La proeza del economista Javier Milei merece alegría, admiración y esperanza. Alegría, porque toda República realiza su ideal cuando llega a gobernarla un ciudadano sin aparato político, que se distingue por la firmeza de sus convicciones y su prédica. Admiración, porque la rotundidad de sus posturas durante la campaña electoral tuvo algo de epopeya, poesía heroica. Y esperanza, porque tras vivir bajo combos de ruina y ruindad, toda reversión anuncia luz y toda luz hace revivir la conciencia del mañana.

Puesto que la Argentina pasó cuatro años desgobernada por un presidente pelele y sucesivos ministros de Economía que gambeteaban el default, no sorprendió que terminase ocupando el sillón de Rivadavia un economista que recorría los tablados de la TV para explicar su materia en lenguaje popular. Tampoco pudo asombrarnos que el domingo el triunfador haya asumido con un discurso, donde repitió el programa económico-financiero que fue el leitmotiv de su éxito.

Con ello, como presidente recién asumido tuvo el mérito de la coherencia y el valor de decir la verdad: “no hay plata”; pero tuvo el demérito e incurrió en la errata de destratar la memoria de los que gobernaron en los cien años anteriores. Habló afirmando sus dogmas, como dueño de la verdad. Enardeció a los suyos, sin un mensaje de creatividad y concordia para el 43% que le votó en contra. Pasó por encima de que todo presidente de una nación libre es el mandatario y el representante de todos. Fue congruente con su desprecio hacia lo que llama “la casta”, pero no lo fue con la Constitución.

El señor Milei fue llamado como economista, en intento de salvataje para un país en estado de calamidad -a lo bombero. Proclama principios de libertad económica y personal que toda la región debe rescatar. Pero ello no justifica que pase inadvertido lo que tuvo de extremista el planteo de sus tesis y lo que dejó sin decir a sus adversarios.
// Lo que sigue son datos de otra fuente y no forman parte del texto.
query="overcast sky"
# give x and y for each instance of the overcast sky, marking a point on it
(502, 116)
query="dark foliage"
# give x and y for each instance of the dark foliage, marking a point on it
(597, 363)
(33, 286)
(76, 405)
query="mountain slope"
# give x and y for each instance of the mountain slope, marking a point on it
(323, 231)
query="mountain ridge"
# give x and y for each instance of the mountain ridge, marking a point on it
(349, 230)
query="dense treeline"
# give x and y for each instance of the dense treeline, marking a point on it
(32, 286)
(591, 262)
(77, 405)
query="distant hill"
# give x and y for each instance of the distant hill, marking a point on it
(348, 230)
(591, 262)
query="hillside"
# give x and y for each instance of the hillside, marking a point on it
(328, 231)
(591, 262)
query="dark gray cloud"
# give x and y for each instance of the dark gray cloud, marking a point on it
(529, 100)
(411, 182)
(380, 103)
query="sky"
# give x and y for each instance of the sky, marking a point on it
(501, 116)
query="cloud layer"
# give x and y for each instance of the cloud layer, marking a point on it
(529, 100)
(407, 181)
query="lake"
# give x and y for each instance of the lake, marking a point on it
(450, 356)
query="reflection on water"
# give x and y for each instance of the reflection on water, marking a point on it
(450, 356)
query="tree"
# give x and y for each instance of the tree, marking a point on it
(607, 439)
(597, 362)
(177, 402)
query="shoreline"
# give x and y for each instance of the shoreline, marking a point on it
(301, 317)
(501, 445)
Máxime que terminó su discurso gritando, igual que en la campaña, “¡Viva la libertad, carajo!”, que equivale a exclamar “¡Viva la libertad, miembro viril!”: así surge del Diccionario de las Academias Hispanoamericanas, que recoge diez usos del vocablo y en los diez acota: “malsonante”.
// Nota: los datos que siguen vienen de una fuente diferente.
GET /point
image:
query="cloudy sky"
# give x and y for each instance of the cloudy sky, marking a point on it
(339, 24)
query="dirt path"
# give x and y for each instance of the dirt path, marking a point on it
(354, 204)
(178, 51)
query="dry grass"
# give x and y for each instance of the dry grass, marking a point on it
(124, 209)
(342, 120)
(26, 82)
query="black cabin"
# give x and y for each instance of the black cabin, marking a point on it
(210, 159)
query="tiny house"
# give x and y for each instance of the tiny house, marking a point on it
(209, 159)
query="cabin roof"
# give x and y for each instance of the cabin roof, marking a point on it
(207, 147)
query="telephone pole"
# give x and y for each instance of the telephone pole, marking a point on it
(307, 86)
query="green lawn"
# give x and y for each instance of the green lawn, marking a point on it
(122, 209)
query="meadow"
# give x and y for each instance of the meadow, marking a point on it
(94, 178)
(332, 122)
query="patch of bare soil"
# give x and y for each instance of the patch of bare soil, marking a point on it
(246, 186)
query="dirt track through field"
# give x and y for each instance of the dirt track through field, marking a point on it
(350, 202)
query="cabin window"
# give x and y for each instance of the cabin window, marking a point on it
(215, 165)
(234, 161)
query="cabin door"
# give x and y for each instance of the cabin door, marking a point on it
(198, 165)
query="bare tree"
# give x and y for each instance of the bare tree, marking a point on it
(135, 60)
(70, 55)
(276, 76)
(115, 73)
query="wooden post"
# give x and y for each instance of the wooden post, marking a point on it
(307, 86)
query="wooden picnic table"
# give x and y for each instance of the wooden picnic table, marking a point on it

Ni como expresión de mal humor ni con el sentido literal que aquí repasamos, la palabrota agrega nada.

Y en la medida en que crispa, se aleja de lo que simbolizó el consenso interreligioso que, en la Catedral de la Plaza de Mayo, singularizó a una trasmisión de mando histórica, y signada por los mejores deseos de nuestro pueblo, para cuyo bien deseamos que nunca se denigre a nuestra política como obra de una “casta”, que nunca se fustigue lo construido en los últimos cien años como si todo hubiera sido un error y que nunca se quiera prescindir del Estado como herramienta de civismo, progreso cultural y fortaleza económica.